BS Banking Bureau in Mumbai | October 09, 2003 08:05 IST

After tightening interest rates on repatriable non-resident external rupee (NRE) deposits and dollar deposits (FCNR-B) to kill arbitrage opportunities between the international and domestic markets, the Reserve Bank of India may now tighten the norms for non-resident Indians' investments in mutual funds.

According to banking industry sources, the central bank is seriously looking into the issue.

"This is the only avenue left where arbitrage opportunities still exist. The RBI is planning to plug any loopholes that exist," a banking industry source said. The RBI is comfortable with trade inflows but wants to restrict the capital flows.

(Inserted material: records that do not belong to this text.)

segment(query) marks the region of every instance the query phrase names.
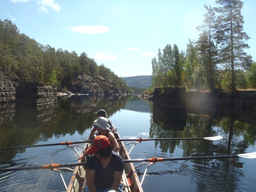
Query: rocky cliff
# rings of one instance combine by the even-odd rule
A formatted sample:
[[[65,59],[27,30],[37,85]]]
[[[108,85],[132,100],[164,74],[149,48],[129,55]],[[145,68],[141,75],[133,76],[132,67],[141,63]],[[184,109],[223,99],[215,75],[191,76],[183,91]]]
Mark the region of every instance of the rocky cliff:
[[[127,95],[125,89],[118,88],[111,80],[105,79],[99,76],[94,79],[84,75],[79,76],[73,79],[69,87],[70,91],[73,93],[88,94],[90,95],[113,96]]]

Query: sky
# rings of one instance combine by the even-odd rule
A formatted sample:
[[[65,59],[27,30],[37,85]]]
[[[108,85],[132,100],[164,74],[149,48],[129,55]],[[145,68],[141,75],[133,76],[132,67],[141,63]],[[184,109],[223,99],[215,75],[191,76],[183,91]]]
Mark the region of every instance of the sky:
[[[245,49],[256,61],[256,0],[244,0]],[[119,76],[151,74],[158,48],[176,44],[186,49],[199,37],[204,4],[215,0],[1,0],[0,19],[15,23],[21,33],[56,50],[85,52]]]

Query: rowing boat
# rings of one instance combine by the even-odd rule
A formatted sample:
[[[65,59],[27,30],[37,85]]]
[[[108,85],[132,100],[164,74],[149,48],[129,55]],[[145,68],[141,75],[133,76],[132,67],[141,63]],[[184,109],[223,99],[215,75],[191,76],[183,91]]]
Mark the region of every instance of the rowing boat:
[[[121,139],[120,135],[117,132],[115,133],[116,139]],[[124,160],[131,160],[126,148],[122,141],[118,142],[120,147],[119,152]],[[89,147],[90,143],[86,144],[83,149],[82,154]],[[86,157],[85,159],[88,157]],[[78,163],[81,163],[81,160],[79,160]],[[143,192],[143,190],[134,167],[131,163],[124,163],[124,173],[122,177],[121,182],[125,186],[124,191],[126,192]],[[82,182],[81,178],[84,177],[84,182]],[[67,187],[67,192],[81,192],[86,186],[86,177],[85,177],[85,170],[84,166],[77,166],[76,167],[71,180]],[[123,188],[124,189],[124,188]]]

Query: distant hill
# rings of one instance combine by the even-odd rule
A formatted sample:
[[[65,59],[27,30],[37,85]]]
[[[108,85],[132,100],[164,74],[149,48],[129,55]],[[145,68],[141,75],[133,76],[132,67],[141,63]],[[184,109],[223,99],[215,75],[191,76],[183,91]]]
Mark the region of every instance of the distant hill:
[[[152,84],[151,76],[140,76],[122,77],[125,80],[128,86],[148,88]]]

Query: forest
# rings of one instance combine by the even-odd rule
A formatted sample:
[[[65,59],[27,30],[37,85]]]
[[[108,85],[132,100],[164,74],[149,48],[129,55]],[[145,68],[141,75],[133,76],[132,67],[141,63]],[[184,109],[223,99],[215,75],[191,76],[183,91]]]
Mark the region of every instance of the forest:
[[[152,59],[152,86],[183,86],[234,93],[256,87],[256,63],[244,49],[250,38],[243,31],[240,0],[218,0],[206,12],[197,41],[186,49],[168,44]]]
[[[0,20],[0,71],[14,81],[53,83],[68,87],[74,78],[84,75],[100,76],[112,80],[128,92],[125,80],[103,64],[98,66],[84,52],[79,55],[61,48],[43,45],[20,33],[11,20]]]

At present, NRIs as well as foreign institutional investors are allowed to invest in mutual funds both on a repatriable as well as on a non-repatriable basis. NRIs are required to use money in their NRE and FCNR(B) accounts to invest on a repatriable basis.

They can also take the inward remittance route to invest in mutual funds.

"It is clearly known that the RBI wants to put a cap on NRI money flows into the mutual funds sector. The central bank may put some restrictions for a limited period and watch their impact," said a banking source.

Mutual fund industry sources, however, said there had not been a huge NRI money flow into the sector.

The RBI has continuously been putting restrictions on NRI remittances so as to push up the quality of foreign exchange assets and check the flow of hot money.

In September this year, the RBI capped the interest rates on repatriable NRE deposits at 100 basis points above the London Inter-Bank Offered Rate (Libor)/Swap rates for the dollar of corresponding maturity.

The move has put NRE and FCNR-B deposits on a par and killed arbitrage opportunities.

Earlier in July, the RBI had imposed a ceiling on interest rates on repatriable NRE deposits. Then the central bank said banks could not pay more than 250 basis points above the Libor/Swap rates for dollar of corresponding maturity.

It had also brought down the interest rates on FCNR(B) deposits.

Capital curb

  • The RBI is likely to put some restrictions on NRI investments in MFs for a limited period.
  • The apex bank is comfortable with trade inflows but wants to restrict capital flows.
  • It has continuously put restrictions on NRI remittances to raise the quality of India's foreign exchange assets.